James H. "Jimmy" Hare (3 October 1856 - 24 June 1946) was an English photojournalist active between 1898-1931. He was the leading photographer during five major wars, and was the driving force behind Collier's becoming a large circulation magazine.

Hare was born in London to George Hare, who, after a successful cabinet making business, becomes a successful camera manufacturer. Hare attended St. John's College in London. He voluntarily left after one year and became an apprentice in his fathers camera shop.

In 1879, Hare and his father have a disagreement when he told his father that they should begin making smaller hand-held cameras, which were just becoming technologically feasible. Hare left his father's business to work for another London firm. On 2 August that year Hare married Ellen Crapper with whom he had five children.

During the early 1880s Hare began to lose interest in camera manufacturing. He took up free-lance photography as a hobby and sold his work to various London journals.

In 1889, Hare became a technical adviser for E.& H.T. Anthony & Co., moving from London to Brooklyn, New York, where he lived for the rest of his life. He worked for a while as a free-lance photographer and in 1895, he became a full-time photographer for Illustrated American Magazine.

On 15 February 1898, one month after a fire destroyed the Illustrated American headquarters, Hare presented himself at the office of Collier's Weekly proposing to photograph the wreckage of the battleship Maine, and life in Spanish Cuba.

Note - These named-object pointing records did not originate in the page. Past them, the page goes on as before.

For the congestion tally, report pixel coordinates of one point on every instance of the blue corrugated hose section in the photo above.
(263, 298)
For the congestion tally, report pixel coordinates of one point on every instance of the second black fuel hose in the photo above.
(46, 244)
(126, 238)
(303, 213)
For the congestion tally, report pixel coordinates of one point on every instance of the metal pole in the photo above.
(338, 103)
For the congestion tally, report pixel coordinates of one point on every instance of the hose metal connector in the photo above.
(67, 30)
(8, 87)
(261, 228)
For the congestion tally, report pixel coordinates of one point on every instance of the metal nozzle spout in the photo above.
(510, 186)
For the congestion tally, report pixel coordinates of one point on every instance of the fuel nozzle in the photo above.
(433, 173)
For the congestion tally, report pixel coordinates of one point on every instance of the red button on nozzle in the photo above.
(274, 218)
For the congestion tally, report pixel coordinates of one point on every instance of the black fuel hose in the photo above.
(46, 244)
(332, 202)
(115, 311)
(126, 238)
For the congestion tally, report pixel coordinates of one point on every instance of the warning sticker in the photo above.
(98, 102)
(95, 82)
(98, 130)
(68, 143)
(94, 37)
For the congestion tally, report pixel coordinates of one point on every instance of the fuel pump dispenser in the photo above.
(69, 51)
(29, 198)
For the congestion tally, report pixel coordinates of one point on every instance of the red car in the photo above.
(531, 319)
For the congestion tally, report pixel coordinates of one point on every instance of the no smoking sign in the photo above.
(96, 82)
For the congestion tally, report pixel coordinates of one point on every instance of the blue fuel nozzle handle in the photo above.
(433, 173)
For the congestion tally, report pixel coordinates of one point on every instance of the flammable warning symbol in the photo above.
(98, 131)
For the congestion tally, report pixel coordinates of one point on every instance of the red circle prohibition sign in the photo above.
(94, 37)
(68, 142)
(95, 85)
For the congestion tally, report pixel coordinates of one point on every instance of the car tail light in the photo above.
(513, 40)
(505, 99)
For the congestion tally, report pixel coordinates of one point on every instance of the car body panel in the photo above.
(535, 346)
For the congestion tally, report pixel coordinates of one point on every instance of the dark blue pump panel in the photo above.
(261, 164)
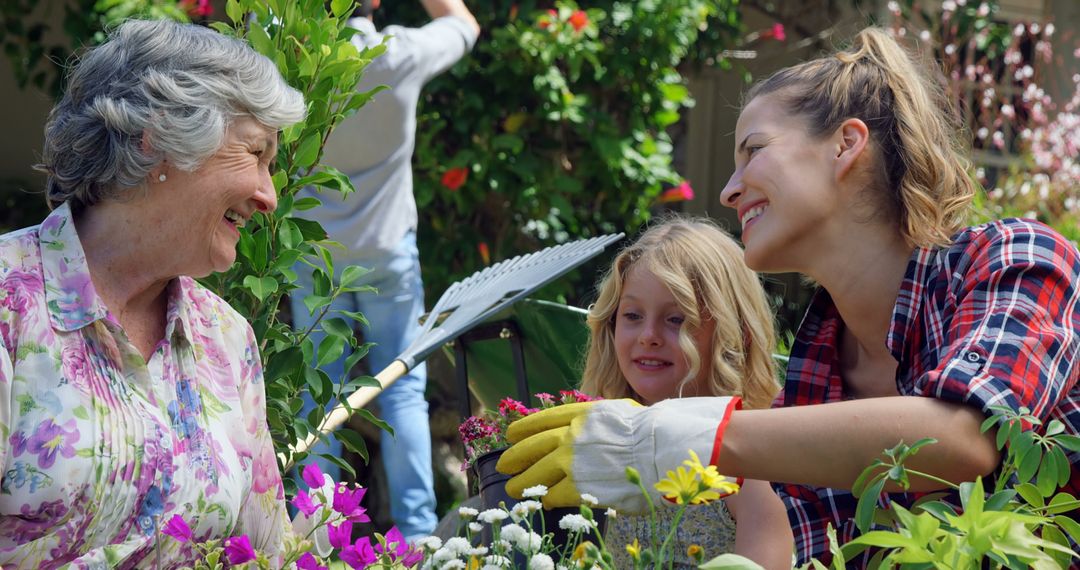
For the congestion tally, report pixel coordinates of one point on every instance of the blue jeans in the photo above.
(392, 312)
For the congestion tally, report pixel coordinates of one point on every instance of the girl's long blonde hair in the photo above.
(703, 268)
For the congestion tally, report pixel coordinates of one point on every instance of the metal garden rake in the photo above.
(464, 304)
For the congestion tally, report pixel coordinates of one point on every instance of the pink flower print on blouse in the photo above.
(49, 439)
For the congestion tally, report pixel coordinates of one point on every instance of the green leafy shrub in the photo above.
(554, 127)
(311, 46)
(1020, 523)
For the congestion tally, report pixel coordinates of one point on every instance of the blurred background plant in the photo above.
(1026, 143)
(554, 127)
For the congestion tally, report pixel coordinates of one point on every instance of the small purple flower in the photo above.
(307, 561)
(360, 555)
(177, 528)
(347, 502)
(238, 550)
(49, 439)
(413, 557)
(304, 503)
(340, 535)
(313, 476)
(395, 543)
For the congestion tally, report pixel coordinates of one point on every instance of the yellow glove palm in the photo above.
(543, 453)
(586, 447)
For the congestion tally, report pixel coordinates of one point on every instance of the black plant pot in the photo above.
(493, 490)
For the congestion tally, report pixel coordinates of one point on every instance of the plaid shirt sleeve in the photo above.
(990, 321)
(1009, 330)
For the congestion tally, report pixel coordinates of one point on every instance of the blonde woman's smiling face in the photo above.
(647, 326)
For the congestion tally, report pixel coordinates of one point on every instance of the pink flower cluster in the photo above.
(482, 434)
(346, 511)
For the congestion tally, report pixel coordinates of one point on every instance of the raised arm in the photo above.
(450, 8)
(829, 445)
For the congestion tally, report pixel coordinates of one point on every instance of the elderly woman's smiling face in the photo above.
(205, 208)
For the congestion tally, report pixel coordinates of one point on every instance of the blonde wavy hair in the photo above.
(703, 268)
(922, 165)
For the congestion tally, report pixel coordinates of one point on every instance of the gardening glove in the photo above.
(586, 447)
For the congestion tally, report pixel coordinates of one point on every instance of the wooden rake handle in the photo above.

This was his first major job. He then captured images of the Spanish–American War (1898), which Collier's used to build support up for the controversial conflict. His intimate wartime photography was often cited as the reason Collier's circulation increased momentously. Other reporters with whom he worked at this time included Sylvester Scovel, Stephen Crane, and Richard Harding Davis.

After the Spanish–American War, Hare photographed four more wars: the Russo-Japanese War in 1904 and 1905, the Mexican Revolution in 1911 and 1914, the First Balkan War in 1912 and 1913, and World War I. He became known as the man who made the Russo-Japanese conflict famous, and was adored by his peers and contemporaries. In 1914, he learned that Collier's, his longtime employer, would not be sending him to Europe to cover World War I, so he contacted Leslie's Weekly to offer his services. He was hired by them and sent to England. Writers and photographers were often limited in their access to war fronts and had their writings and photos censored, but Hare was nevertheless a tirelessly tenacious photographer. During World War I he documented American, British, Canadian, and Italian soldiers, St Dunstan's home for blind soldiers, the Greek harbor town of Thessaloniki, the military hospital at the Hall of Mechanics at the Grand Palais in Paris, people fleeing Antwerp, funerals of the dead from the RMS Lusitania, and the American Ambulance Hospital at Neuilly-sur-Seine, among other subjects.